Vatikan: Anti-Mussolini-Inschrift im Papst-Palast

Wer im Apostolischen Palast am Petersplatz einen Termin im Staatssekretariat hat, muss wahrscheinlich in einem Saal der Dritten Loggia einen Moment warten…

Wenn er dabei ein Fresko des Saals in Augenschein nimmt, das der Werkstatt Raffaels zugeschrieben wird, kann er eine ungewöhnliche Entdeckung machen: An einer schwer zugänglichen Stelle findet sich, zwischen Blattwerk versteckt, der Schriftzug „Tod Mussolini“.

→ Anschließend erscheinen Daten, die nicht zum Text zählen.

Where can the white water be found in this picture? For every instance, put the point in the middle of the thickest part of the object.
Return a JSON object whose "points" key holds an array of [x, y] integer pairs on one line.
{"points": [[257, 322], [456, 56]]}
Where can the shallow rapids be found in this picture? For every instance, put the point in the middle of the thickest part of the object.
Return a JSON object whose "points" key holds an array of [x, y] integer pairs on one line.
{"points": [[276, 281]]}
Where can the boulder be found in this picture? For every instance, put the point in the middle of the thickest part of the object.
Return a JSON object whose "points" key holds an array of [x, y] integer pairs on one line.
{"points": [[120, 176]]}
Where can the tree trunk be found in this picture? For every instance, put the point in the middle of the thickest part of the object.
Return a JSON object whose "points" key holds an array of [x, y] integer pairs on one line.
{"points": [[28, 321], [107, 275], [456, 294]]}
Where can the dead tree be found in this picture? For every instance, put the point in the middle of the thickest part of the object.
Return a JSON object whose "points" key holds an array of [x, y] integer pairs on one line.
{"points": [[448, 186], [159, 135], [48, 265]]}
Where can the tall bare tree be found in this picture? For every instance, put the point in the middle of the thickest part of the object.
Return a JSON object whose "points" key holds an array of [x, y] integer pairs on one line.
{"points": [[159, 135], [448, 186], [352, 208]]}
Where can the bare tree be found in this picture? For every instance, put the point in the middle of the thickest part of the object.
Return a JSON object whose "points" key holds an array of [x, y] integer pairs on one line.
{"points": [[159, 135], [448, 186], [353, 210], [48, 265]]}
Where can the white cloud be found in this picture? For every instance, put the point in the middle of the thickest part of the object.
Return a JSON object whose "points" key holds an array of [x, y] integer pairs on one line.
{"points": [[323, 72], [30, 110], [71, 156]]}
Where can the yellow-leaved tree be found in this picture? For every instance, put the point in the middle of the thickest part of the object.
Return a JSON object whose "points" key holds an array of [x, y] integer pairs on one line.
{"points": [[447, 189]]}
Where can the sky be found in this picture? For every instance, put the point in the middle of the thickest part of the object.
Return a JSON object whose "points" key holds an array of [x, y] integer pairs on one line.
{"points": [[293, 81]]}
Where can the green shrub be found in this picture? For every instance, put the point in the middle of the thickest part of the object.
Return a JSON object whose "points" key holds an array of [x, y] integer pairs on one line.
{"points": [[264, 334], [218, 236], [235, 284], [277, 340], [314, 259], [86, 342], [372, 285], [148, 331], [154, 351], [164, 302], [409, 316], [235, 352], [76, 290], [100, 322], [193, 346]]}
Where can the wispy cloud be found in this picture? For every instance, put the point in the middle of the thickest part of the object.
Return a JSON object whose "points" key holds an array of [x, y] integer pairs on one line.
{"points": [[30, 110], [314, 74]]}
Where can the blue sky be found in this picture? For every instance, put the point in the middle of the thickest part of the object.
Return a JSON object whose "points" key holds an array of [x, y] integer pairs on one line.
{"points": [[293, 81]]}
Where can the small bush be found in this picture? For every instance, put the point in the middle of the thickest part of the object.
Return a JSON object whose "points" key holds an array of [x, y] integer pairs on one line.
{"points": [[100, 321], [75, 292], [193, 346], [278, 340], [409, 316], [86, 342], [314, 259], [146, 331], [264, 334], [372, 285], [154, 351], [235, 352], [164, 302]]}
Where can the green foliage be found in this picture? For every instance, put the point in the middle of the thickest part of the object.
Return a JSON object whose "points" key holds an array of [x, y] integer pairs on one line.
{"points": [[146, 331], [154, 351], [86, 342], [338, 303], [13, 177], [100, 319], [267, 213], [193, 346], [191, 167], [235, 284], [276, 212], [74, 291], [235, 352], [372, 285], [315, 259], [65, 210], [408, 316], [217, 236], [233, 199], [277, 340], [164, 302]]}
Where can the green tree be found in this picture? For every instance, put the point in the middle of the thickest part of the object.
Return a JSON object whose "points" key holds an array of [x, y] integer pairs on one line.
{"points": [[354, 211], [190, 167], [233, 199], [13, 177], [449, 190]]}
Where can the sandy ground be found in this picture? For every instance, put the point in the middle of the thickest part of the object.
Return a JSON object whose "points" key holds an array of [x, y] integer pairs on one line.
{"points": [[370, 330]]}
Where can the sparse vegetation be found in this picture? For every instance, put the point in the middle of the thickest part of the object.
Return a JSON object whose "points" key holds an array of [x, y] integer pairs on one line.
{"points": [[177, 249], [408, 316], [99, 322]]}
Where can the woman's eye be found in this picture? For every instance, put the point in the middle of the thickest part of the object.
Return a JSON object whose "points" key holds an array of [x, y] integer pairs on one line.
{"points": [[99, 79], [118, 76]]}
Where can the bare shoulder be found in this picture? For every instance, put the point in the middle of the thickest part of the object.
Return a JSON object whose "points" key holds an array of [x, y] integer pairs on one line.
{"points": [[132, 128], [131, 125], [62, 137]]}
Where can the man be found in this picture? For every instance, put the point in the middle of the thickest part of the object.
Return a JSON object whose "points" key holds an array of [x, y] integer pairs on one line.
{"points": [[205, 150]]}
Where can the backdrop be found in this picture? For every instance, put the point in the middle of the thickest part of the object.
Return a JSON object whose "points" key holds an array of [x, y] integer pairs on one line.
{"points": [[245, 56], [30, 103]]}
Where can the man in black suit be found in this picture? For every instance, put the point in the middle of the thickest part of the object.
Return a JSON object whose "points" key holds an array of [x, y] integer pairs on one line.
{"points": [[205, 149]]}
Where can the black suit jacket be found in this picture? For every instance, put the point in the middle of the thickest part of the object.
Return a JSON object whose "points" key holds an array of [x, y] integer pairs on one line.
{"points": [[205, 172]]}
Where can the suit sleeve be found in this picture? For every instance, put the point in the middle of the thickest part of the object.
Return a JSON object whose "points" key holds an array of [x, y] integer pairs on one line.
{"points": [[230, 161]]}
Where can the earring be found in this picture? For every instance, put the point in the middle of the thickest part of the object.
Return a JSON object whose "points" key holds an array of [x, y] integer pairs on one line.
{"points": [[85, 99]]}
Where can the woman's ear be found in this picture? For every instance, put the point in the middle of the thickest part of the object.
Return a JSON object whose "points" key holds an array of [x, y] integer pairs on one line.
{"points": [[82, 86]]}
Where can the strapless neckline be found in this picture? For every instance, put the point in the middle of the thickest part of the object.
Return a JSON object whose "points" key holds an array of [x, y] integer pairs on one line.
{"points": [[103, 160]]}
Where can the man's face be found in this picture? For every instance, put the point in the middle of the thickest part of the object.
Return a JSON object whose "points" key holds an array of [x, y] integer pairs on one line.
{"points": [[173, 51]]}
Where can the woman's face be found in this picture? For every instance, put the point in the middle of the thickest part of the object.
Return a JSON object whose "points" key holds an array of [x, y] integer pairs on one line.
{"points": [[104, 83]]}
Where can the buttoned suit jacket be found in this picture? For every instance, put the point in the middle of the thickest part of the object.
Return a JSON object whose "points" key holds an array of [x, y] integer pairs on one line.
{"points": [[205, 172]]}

Zwischen Renaissance-Blattwerk versteckt

„Ein verstecktes Zeugnis der Geschichte des 20. Jahrhunderts“ nennen Andrea Tornielli und Roberta Cetera den Fund. Sie machen in diesen Tagen in einem Aufsatz bei Vatican News auf die ungewöhnliche Inschrift aufmerksam.

Unklar ist, ob man im Vatikan schon länger von der antifaschistischen Inschrift gewusst oder sie in neuerer Zeit sozusagen wiederentdeckt hat. Bezeugt ist nur, dass der Saal einst zur Wohnung des Kardinals Bernardo Dovizi da Bibbiena gehörte, eines engen Mitarbeiters von Papst Leo X. Medici. Wie gelangten nun die Worte „mortemussolini“ zwischen die Schnörkel am Freskenfries?

Eine Ansicht des Freskofrieses mit der Inschrift
Eine Ansicht des Freskofrieses mit der Inschrift

Der Passierschein von Yad Vashem

Die beiden Autoren – Tornielli ist der Chefredakteur von Vatican News – vermuten, dass sich hier zur Zeit des faschistischen Italien „ein unbekannter antifaschistischer Dekorateur“ verewigt hat. Jemand wie Mario Bianchi: Das war der falsche Name von Ulisse Finzi, einem aus Bari stammenden Juden und bekannten Antifaschisten.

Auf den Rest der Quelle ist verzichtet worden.